Please read the previous answer for context; also I'm positive that the formula is still correct, but either my use or understanding of it is incorrect.

Let me illustrate the issue:

  • Item 1: weight=1, value=1
  • item 2: weight=1, value=4
  • item 3: weight=1, value=3

The calculated dp table (total items visited denoted in superscript): $$ \begin{array}{c|ccc} 3 & 1^1 & 5^2 & 8^3 \\ 2 & 1^1 & 5^2 & 7^2 \\ 1 & 1^1 & 4^1 & 4^1 \\ \hline & 1 & 2 & 3 \end{array} $$

Now to find the best two items out of the three ($p=2$), we use Carlos alternate formula $\max\limits_{p=0,j-1}\{T_{i, p}\}$. The best 2 dp table looks as follows: $$ \begin{array}{c|ccc} 3 & 1^1 & 5^2 & 4^2 \\ 2 & 1^1 & 5^2 & 7^2 \\ 1 & 1^1 & 4^1 & 4^1 \\ \hline & 1 & 2 & 3 \end{array} $$ You can clearly see this is wrong--look at the values of $T_{3,3}$ and $T_{2,3}$. Anyway this is how I calculated the table: the first two columns ($j$-items) are identical.
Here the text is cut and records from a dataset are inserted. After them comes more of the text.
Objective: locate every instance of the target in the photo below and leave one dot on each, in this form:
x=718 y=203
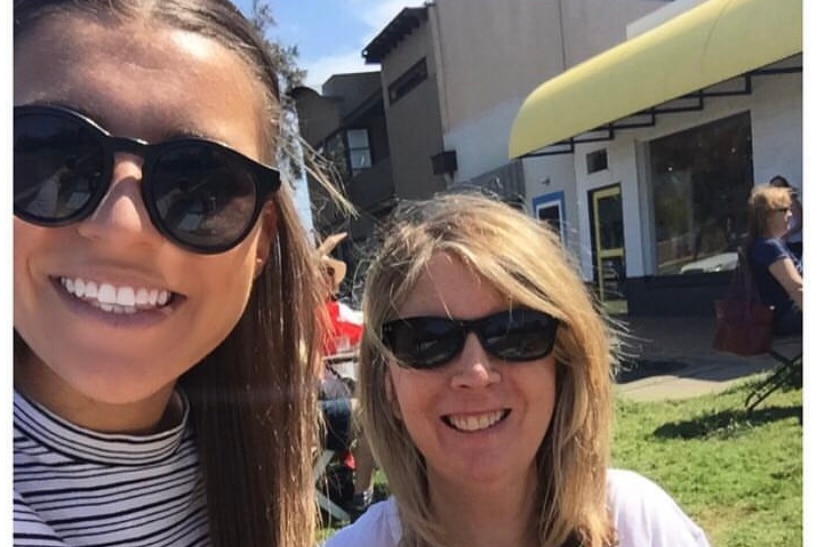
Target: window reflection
x=700 y=180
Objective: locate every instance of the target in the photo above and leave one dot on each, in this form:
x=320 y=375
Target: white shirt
x=644 y=515
x=74 y=486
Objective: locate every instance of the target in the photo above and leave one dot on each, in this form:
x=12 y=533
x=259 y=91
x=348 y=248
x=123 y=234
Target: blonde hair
x=762 y=201
x=527 y=263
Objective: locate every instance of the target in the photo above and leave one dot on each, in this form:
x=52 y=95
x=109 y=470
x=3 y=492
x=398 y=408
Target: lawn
x=738 y=475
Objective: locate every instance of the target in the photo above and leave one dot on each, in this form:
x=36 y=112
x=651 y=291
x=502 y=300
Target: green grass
x=737 y=474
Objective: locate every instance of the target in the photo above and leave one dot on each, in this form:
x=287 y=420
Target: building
x=636 y=127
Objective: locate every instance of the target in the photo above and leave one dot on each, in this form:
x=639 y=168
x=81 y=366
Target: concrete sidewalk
x=675 y=359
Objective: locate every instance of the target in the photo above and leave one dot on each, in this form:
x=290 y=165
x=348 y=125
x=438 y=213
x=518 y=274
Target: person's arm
x=797 y=216
x=787 y=275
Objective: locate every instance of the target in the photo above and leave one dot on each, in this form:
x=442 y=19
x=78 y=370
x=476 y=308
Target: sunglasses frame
x=266 y=179
x=466 y=326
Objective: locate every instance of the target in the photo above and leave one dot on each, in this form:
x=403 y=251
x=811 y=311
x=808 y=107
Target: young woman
x=794 y=234
x=164 y=289
x=485 y=381
x=776 y=271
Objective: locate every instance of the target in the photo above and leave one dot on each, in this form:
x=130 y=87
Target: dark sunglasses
x=201 y=195
x=516 y=335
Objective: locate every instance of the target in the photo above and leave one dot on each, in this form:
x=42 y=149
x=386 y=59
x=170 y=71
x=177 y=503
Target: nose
x=121 y=216
x=473 y=367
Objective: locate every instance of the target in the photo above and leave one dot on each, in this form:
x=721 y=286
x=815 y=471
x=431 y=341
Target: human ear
x=267 y=233
x=390 y=393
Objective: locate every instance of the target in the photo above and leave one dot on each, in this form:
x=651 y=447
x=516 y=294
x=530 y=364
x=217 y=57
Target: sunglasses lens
x=520 y=335
x=423 y=342
x=205 y=196
x=58 y=168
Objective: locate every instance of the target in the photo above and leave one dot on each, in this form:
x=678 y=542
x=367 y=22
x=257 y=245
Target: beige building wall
x=492 y=51
x=414 y=121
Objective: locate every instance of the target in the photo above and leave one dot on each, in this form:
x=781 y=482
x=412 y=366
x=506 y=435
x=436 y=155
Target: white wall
x=776 y=113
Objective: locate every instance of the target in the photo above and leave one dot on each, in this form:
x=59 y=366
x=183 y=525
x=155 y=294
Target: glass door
x=608 y=247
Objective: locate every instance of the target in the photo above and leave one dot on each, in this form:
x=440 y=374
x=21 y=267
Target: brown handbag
x=744 y=323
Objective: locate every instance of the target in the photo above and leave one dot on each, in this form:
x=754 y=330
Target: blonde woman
x=776 y=270
x=486 y=386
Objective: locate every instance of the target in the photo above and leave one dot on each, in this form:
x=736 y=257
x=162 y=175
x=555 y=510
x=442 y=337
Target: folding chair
x=788 y=369
x=324 y=502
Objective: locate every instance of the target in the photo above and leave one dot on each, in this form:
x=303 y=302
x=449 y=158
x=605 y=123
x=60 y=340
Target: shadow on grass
x=726 y=422
x=637 y=369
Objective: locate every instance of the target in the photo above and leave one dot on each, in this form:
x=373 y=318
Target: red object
x=344 y=335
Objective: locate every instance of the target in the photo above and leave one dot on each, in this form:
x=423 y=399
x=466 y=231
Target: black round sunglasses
x=200 y=194
x=516 y=335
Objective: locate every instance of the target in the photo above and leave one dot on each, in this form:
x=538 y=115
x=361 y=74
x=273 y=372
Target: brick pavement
x=677 y=353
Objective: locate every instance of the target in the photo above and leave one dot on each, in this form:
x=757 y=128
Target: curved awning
x=710 y=43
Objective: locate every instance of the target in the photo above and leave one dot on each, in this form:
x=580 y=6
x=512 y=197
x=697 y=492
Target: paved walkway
x=676 y=360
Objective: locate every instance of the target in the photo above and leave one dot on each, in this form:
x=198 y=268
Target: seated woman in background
x=777 y=272
x=794 y=235
x=485 y=378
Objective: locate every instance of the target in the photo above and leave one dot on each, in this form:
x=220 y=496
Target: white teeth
x=117 y=300
x=90 y=290
x=141 y=297
x=475 y=423
x=126 y=296
x=107 y=293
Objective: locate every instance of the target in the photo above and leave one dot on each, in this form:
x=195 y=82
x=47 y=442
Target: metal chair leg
x=788 y=369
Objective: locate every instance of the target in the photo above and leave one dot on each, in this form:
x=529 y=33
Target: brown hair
x=526 y=262
x=253 y=402
x=762 y=201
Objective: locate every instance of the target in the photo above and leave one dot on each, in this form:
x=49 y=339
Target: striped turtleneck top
x=73 y=486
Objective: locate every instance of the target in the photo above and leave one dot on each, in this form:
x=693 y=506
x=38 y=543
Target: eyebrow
x=179 y=132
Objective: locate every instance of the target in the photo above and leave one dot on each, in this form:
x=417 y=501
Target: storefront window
x=701 y=179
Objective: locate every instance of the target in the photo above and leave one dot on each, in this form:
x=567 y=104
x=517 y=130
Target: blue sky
x=330 y=34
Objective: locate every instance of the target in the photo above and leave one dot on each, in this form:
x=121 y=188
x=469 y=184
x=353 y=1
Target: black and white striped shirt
x=73 y=486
The third column ($j=3$) is where we start using the formula.

  • $T_{1,3} = T_{1,2}$
  • $T_{2,3} = T_{i-w_j,j-1,k-1}+v_j = T_{1,j-1,k-1}+v_j = T_{1,j-1,k-1}+v_j = \max\limits_{p=0,j-1}\{T_{i, p}\} + v_j = \max\limits_{p=0,1}\{T_{1, p}\} + v_j = \max\{T_{1,1}, T_{1,2}\} + v_j = \max\{1,4\} + 3 = 4 + 3 = 7$
  • $T_{3,3} = T_{i-w_j,j-1,k-1}+v_j = T_{2,j-1,k-1}+v_j = T_{2,j-1,k-1}+v_j = \max\limits_{p=0,j-1}\{T_{i, p}\} + v_j = \max\limits_{p=0,1}\{T_{2, p}\} + v_j = \max\{T_{2,1}, \require{enclose}\enclose{updiagonalstrike}{T_{2,2}}\} + v_j = \max\{1,\enclose{updiagonalstrike}{5}\} + 3 = 1 + 3 = 4$

Now the reason the $T_{2,2} (5)$ is crossed-out because the total items visited count for that entry is already $2$, so I'm assuming we just skip it? But (un?)fortunately the two best items are $j=2$ and $j=3$.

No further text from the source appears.